Figure 4. Biomicroscopic image of the Sensimed Triggerfish®
device fitted over the corneal surface during continuous recording
of intraocular pressure.
 

Figure 5. “Autotonometry” with the Icare® ONE tonometer.
The manoeuvrability of the instrument is shown
by the rate of collected results.
 

d) Does not provide information on corneal biomechanical characteristics

As mentioned above, applanation tonometry measurements are influenced by corneal thickness. However, neither linear correction factors nor the most complex of formulas have been able to establish a satisfactory compensation to obviate this artifact. This is possibly caused by the influence of other corneal biomechanical properties at this level. The cornea is a viscoelastic structure, so it can absorb and dissipate energy when applanated and when recovering its original shape.

The Ocular Response Analyzer (ORA, Figure 6) can measure corneal deformability using a parameter called corneal hysteresis and correct intraocular pressure according to it. At least a priori, this pressure would be less affected by corneal characteristics than pressure from standard applanation tonometers15. Corneal hysteresis has also been suggested as an independent risk factor for glaucoma progression16.

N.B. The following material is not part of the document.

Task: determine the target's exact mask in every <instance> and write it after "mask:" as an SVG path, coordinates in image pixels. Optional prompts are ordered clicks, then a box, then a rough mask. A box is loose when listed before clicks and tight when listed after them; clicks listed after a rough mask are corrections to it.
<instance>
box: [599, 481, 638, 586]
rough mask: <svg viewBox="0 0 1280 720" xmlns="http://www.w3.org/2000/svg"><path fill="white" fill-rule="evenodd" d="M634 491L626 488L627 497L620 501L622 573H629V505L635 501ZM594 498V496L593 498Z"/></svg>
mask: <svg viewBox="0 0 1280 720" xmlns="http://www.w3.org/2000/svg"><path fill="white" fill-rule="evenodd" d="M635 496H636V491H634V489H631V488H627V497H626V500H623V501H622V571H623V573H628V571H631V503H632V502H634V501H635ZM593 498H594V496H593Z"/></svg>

Figure 6. Ocular Response Analyzer

Corvis ST (Figure 7) is a novel Scheimpflug-based tonometer which also provides information on corneal biomechanical characteristics.

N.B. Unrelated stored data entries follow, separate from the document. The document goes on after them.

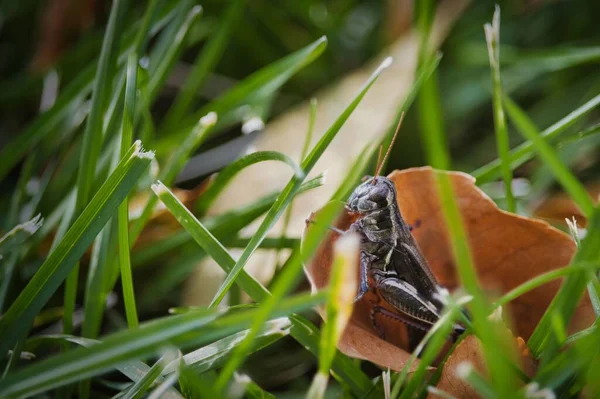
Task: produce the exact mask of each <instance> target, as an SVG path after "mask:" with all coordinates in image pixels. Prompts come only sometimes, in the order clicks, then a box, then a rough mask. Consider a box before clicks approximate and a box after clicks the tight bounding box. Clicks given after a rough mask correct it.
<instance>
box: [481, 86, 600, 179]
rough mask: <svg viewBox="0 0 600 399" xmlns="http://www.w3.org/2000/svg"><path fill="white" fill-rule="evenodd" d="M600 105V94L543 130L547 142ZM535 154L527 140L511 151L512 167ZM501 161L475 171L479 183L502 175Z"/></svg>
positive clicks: (573, 124)
mask: <svg viewBox="0 0 600 399" xmlns="http://www.w3.org/2000/svg"><path fill="white" fill-rule="evenodd" d="M598 105H600V94H598V95H597V96H595V97H594V98H592V99H591V100H589V101H588V102H586V103H585V104H583V105H582V106H580V107H579V108H577V109H576V110H574V111H572V112H570V113H569V114H568V115H567V116H565V117H564V118H562V119H561V120H559V121H558V122H556V123H555V124H553V125H552V126H550V127H548V128H547V129H545V130H543V131H542V132H541V134H540V135H541V136H542V138H543V139H544V141H546V142H552V141H553V140H554V139H556V138H557V137H559V136H560V135H561V134H563V133H564V132H566V131H567V129H568V128H569V127H571V126H573V125H574V124H575V123H577V122H579V121H581V120H582V119H583V118H584V117H585V116H586V115H588V114H589V113H590V112H591V111H593V110H594V109H595V108H596V107H597V106H598ZM534 156H535V148H534V145H533V143H532V142H530V141H527V142H525V143H523V144H521V145H519V146H517V147H515V148H513V149H512V150H511V151H510V160H511V161H510V162H511V168H512V169H516V168H517V167H519V166H521V165H523V164H524V163H525V162H527V161H528V160H530V159H532V158H533V157H534ZM500 165H501V163H500V160H498V159H496V160H494V161H492V162H490V163H488V164H487V165H484V166H482V167H480V168H478V169H477V170H475V171H473V172H472V173H471V175H472V176H473V177H475V178H476V179H477V184H483V183H489V182H490V181H493V180H494V179H496V178H498V177H500V176H501V166H500Z"/></svg>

Figure 7. Corvis ST non-contact tonometer

In sum, although the Goldmann tonometer still has a major role in ophthalmology consultations, it has significant limitations. Some of these have been overcome by novel commercially available tonometers. Their additional advantages and a good correlation of some of them with applanation tonometry mean that the currently available technology allows us to say that the Goldmann tonometer is passé.